To Your Health
September, 2007 (Vol. 01, Issue 09)
Playing With Fire
By Editorial Staff
Barbecue grilling can be a great low-calorie, low-fat way to cook meals. Unfortunately, that spectacular barbecue taste can be toxic, increasing the risk of several cancers, including colorectal, breast and prostate cancer. The process of cooking over high flames can turn the natural chemicals in meat into cancer-causing substances known as heterocyclic amines (HCAs) and polycyclic aromatic hydrocarbons (PAHs). Researchers believe these chemicals lead to the growth of abnormal cells, which can turn into cancer cells.
Fortunately, you don't have to give up barbecuing altogether. Follow these simple tips to continue enjoying that smoky flavor:
- Marinate meat before grilling. Marinades and seasonings like rosemary, garlic and sage may help block HCA and PAH formation in meat and fish by up to 99 percent.
- Lower the heat. High heat (above 300 degrees) creates a breeding ground for carcinogens. Instead, let the coals cool to embers before cooking, move foods farther from the flames, or place foods in an aluminum pan to create a barrier between the flame and the meat.

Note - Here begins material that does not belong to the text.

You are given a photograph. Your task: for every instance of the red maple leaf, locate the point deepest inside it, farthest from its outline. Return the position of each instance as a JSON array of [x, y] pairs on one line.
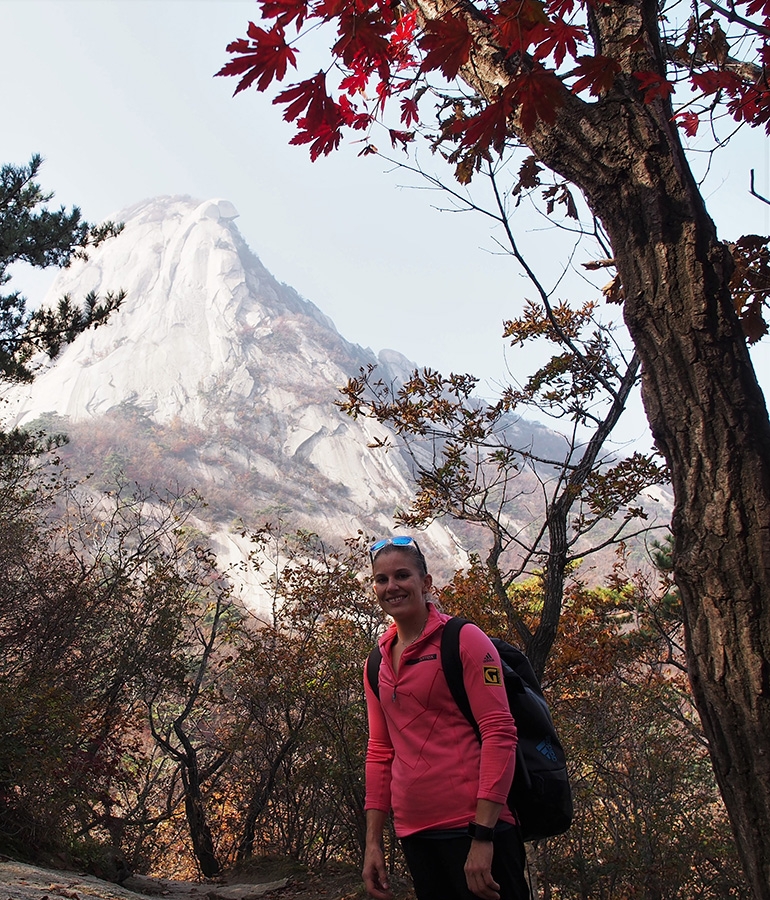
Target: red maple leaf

Cook smaller portions. Smaller cuts of meat take less time to cook than large slabs. Flipping the meat frequently also cuts down on HCAs.
- Don't under- or overcook. To avoid overcooking or undercooking (which can result in HCAs, PAHs and E. coli), be sure to grill meats to an internal temperature of 160 degrees.
- Precook meats. Microwave meats for a couple of minutes to draw out the liquid. This reduces flare-ups over the grill and can reduce HCAs by 90 percent.
- Load up on antioxidants. By combining grilled meats with fruits and vegetables high in antioxidants, such as apples, berries, broccoli and onions, you can activate enzymes in the body that reduce the effects of HCAs.